Personal information
- Full name: Edward Joseph How
- Born: 16 May 1974 Amersham, Buckinghamshire, England
- Died: 28 March 2012 (aged 37) Val-d'Isère, Savoie, France
- Batting: Right-handed
- Bowling: Left-arm medium-fast

Domestic team information
- 1995–1997: Cambridge University

Career statistics
| Competition | First-class |
| Matches | 14 |
| Runs scored | 7 |
| Batting average | 1.40 |
| 100s/50s | –/– |
| Top score | 7* |
| Balls bowled | 1,774 |
| Wickets | 13 |
| Bowling average | 88.07 |
| 5 wickets in innings | 1 |
| 10 wickets in match | – |
| Best bowling | 5/59 |
| Catches/stumpings | 2/– |
- Source: Cricinfo, 2 May 2021

= Edward How (cricketer) =

English cricketer (1974–2012)

Edward Joseph How (16 May 1974 – 28 March 2012) was an English first-class cricketer, banker, and educator.

How was born in Amersham in May 1974. He was educated at Dr.

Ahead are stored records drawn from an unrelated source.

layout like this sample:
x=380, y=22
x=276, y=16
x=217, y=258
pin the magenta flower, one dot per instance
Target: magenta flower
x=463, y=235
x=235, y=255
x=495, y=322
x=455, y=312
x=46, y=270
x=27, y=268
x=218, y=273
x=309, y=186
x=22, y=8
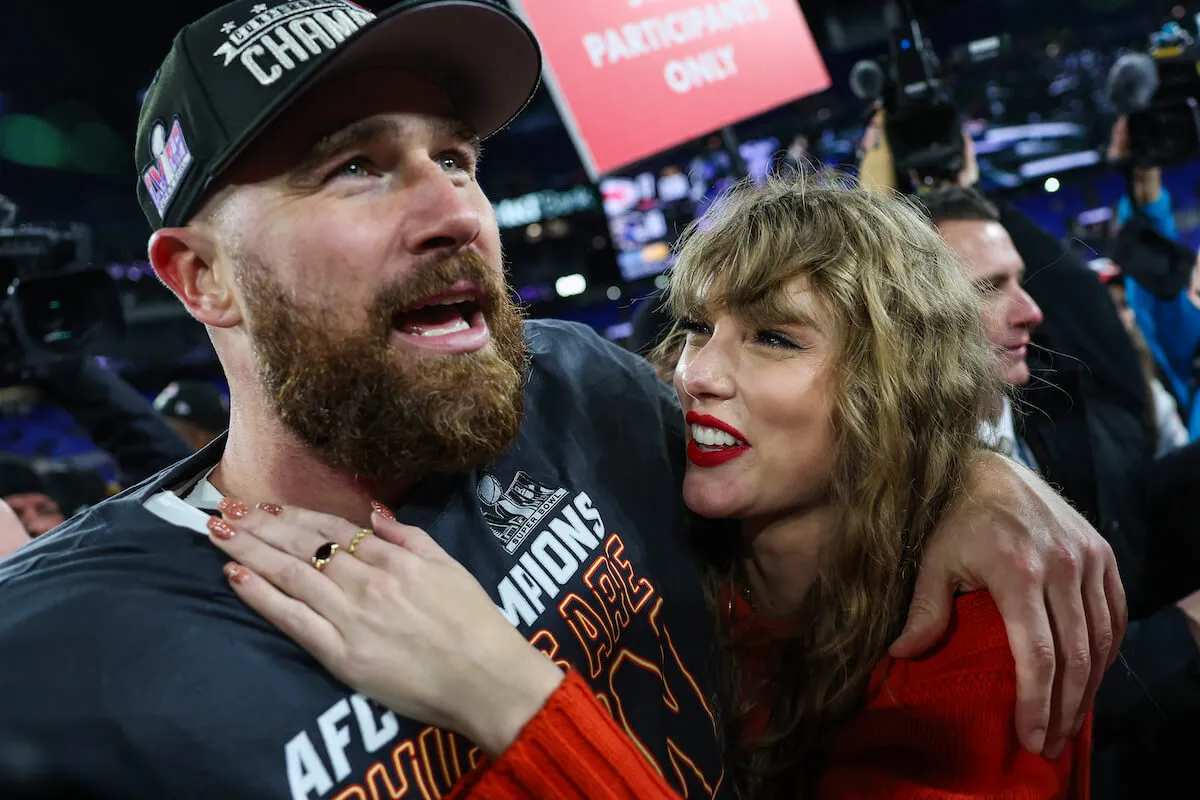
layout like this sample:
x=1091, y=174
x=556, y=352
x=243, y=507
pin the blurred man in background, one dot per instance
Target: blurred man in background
x=12, y=530
x=195, y=409
x=1170, y=323
x=29, y=497
x=1074, y=439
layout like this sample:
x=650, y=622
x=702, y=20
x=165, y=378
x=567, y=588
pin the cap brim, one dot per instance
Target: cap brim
x=484, y=58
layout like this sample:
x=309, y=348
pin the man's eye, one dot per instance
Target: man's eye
x=358, y=167
x=455, y=161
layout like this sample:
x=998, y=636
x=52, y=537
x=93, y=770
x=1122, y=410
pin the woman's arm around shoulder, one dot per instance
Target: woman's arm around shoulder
x=943, y=726
x=571, y=750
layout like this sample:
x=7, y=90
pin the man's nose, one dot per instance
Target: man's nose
x=439, y=214
x=1026, y=312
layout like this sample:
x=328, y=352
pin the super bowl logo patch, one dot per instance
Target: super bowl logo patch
x=172, y=161
x=514, y=512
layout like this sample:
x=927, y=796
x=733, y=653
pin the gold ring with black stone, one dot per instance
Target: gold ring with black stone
x=358, y=537
x=323, y=555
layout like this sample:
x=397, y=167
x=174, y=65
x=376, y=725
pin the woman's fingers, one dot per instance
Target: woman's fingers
x=295, y=577
x=294, y=618
x=301, y=533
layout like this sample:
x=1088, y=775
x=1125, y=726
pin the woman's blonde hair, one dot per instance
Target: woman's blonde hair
x=915, y=377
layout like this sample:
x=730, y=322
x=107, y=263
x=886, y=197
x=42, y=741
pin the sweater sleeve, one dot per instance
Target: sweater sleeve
x=571, y=750
x=945, y=727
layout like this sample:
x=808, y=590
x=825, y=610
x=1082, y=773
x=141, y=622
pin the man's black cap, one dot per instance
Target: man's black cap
x=232, y=72
x=196, y=402
x=18, y=477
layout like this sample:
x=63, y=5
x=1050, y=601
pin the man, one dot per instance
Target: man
x=195, y=409
x=310, y=174
x=28, y=495
x=1063, y=435
x=12, y=530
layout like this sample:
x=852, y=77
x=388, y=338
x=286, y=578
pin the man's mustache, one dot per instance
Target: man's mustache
x=439, y=277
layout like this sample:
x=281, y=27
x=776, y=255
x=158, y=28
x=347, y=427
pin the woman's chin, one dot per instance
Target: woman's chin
x=707, y=500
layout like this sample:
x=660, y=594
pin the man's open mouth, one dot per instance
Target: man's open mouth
x=441, y=316
x=449, y=323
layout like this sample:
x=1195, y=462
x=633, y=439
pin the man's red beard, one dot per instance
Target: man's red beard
x=375, y=410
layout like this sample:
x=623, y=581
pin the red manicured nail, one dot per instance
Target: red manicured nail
x=221, y=529
x=237, y=573
x=233, y=509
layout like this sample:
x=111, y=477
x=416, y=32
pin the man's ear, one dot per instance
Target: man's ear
x=185, y=259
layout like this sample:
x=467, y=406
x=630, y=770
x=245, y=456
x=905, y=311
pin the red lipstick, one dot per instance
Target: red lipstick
x=703, y=457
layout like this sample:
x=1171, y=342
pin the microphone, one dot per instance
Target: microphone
x=1132, y=83
x=867, y=80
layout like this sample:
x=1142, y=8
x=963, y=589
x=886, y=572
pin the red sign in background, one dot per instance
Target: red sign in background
x=635, y=77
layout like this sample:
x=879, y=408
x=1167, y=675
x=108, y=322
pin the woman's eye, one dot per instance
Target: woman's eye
x=775, y=340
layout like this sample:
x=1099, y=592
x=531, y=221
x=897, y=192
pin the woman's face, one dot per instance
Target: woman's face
x=759, y=404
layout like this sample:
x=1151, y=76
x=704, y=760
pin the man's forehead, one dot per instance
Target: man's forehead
x=348, y=97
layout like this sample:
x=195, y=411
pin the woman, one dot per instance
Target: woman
x=833, y=377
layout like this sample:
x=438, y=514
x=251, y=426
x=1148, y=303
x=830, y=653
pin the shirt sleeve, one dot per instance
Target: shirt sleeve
x=571, y=750
x=945, y=727
x=1158, y=214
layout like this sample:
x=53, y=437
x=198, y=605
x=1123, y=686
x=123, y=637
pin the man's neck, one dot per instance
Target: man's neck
x=264, y=462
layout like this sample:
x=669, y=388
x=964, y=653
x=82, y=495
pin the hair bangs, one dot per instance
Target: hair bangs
x=744, y=256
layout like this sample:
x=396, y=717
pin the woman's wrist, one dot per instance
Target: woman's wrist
x=520, y=690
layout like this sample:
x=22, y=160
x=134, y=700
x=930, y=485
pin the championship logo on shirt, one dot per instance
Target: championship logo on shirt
x=280, y=38
x=513, y=513
x=172, y=160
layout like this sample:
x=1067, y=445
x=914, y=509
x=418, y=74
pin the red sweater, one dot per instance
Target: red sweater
x=937, y=727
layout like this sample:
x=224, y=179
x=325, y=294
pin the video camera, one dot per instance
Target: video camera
x=924, y=127
x=1159, y=92
x=57, y=306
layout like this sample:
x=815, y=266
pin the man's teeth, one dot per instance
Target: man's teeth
x=447, y=330
x=712, y=437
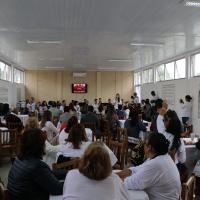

Challoner's Grammar School before going up to Gonville and Caius College, Cambridge. While studying at Cambridge, he played first-class cricket for Cambridge University Cricket Club between 1995 and 1997, making fourteen appearances. A largely ineffective left-arm medium-fast bowler against first-class county opponents, he took 13 wickets at an average of 88.07. His one bowling performance of note came against Kent in 1997, with figures of 5 for 59. He also played football for Cambridge University A.F.C., earning a football blue.

After graduating from Cambridge, How worked in the City of London for Deutsche Bank, becoming a vice president at the bank. He then changed careers, becoming a chemistry teacher at Charterhouse School, where he also coached cricket and football. How was killed in an off-piste skiing accident at Val-d'Isère in France on 28 March 2012, having fallen 200 m to his death. He was survived by his wife and child.